Statistical Modeling, Causal Inference, and Social Science 2024-04-19

James Heathers reports on the article, “Contagion or restitution? When bad apples can motivate ethical behavior,” by Gino, Gu, and Zhong (2009):

There is some sentiment data reported in Experiment 3, which seems to be reported in whole units.

They also indicated how guilty they would feel about the behavior of the person who took all the money along with some unrelated emotional measures (1 = not at all, 5 = very much)… participants in the in-group selfish condition felt more guilty (M = 4.61, SD = 1.64) about the person’s selfish behavior than the participants in the out-group selfish condition (M = 3.26, SD = 1.54), t(80) = 3.82, p < .001.

If you have a 1 to 5 scale, it isn’t possible to have M = 4.61, SD = 1.64.

Huh? Really? Yeah!

Let’s work it out. If your measurements are on a 1-5 scale, the way to maximize their standard deviation for any given mean is to put the data all at 1 and 5. If the mean is 4.61, that would imply that (4.61 – 1)/(5 – 1) = 0.9025 of the data take on the value 5, and 1 – 0.9025 = 0.0975 take on the value 1. (Just to check, 0.0975*1 + 0.9025*5 = 4.61.)

For this extreme dataset, the standard deviation is sqrt(0.0975*(1 – 4.61)^2 + 0.9025*(5 – 4.61)^2) = 1.19. So, yeah, there’s no way to get a standard deviation of 1.64 from these data. Just not possible!

Just to make sure, we can check our calculation via simulation:

n <- 1e6
y <- sample(c(1,5), n, replace=TRUE, prob=c(0.0975, 0.9025))
print(c(mean(y), sd(y)))

Here's what we get:

[1] 4.610172 1.186317

Check.

OK, let's try one more thing. Maybe b is so small that there's some kinda 1/sqrt(n-1) thing in the denominator driving the result? I don't think so. The trouble is that, to get a mean of 4.61, you need enough data (in his post, Heathers guesses "n=41 (as 189/41 = 4.6098)") that the difference between 1/sqrt(n) and 1/sqrt(n-1) wouldn't be enough to take you from 1.19 all the way up to 1.64 or even close. Also, it's kinda implausible that all the observations would be 1's and 5's anyway.

So what happened?

It's always easier to figure out what didn't happen than to figure out what did happen.

Here are some speculations.

One possibility is a typo, but Heathers doubts that because other calculations in that paper are consistent the above-reported impossible numbers.

A related possibility is that this was a typo that was then propagated into the rest of paper. For example, the mean was 3.61, it was typed in the paper as 4.61, and then this typed-in number was used in later calculations. This would be bad workflow---you want all the computations to be done in a single script---but people use bad workflow all the time. I use bad workflow myself sometimes and end up with wrong numbers or wrongly-labeled graphs.

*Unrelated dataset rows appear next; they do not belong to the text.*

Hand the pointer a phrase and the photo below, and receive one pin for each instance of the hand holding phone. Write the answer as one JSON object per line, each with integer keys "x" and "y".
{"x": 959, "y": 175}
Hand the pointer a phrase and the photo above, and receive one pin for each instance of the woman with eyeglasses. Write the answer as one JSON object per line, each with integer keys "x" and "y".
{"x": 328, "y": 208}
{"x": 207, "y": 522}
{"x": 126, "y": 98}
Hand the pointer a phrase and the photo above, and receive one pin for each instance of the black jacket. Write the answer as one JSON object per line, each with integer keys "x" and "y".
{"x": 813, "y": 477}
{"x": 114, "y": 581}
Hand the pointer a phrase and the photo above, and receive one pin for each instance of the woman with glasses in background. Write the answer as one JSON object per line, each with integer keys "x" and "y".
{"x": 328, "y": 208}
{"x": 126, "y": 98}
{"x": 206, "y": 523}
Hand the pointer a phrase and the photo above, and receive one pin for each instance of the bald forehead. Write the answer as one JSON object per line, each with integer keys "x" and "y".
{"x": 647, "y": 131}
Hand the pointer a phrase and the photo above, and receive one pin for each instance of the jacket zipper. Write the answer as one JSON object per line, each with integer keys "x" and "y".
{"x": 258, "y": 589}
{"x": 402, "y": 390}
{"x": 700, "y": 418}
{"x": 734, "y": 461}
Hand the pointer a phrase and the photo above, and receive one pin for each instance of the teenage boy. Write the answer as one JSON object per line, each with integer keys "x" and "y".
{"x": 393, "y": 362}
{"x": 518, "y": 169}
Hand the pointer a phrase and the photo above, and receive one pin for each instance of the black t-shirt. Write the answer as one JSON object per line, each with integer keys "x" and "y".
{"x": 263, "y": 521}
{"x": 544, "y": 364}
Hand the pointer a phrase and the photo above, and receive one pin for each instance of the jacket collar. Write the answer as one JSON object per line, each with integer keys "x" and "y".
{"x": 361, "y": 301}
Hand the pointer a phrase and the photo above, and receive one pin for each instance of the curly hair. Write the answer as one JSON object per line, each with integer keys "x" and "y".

Another possibility is that the mean and standard deviation were calculated from two different datasets. That might sound kind of weird, but it can happen all the time, due to sloppiness or because of goofs in data processing. For example, you read in the data, calculate the mean and standard deviation for each variable, then perform some data-exclusion rule, perhaps removing data with incomplete responses to some of the questions, then you do further statistical analysis, recalculating the mean and standard deviation, among other things---but then when you pull together your numbers, you take the mean from some place and the standard deviation from the other place.

Yet another possibility is that someone involved in the data analysis or writeup was cheating in order to get a statistically-significant and thus publishable result, for example changing 3.61 to 4.61 to get a big fat difference but not touching the standard deviation. This would be a great way to cheat, because if you get caught, you can just say that you made a typo!

In any case, it's a fun little statistics example. And it's worth checking your data, even if you have no suspicion of cheating. I've often had incoherent data in problems I've worked on. Lots of things can go wrong in data processing and analysis, and we have to check things in all sorts of ways.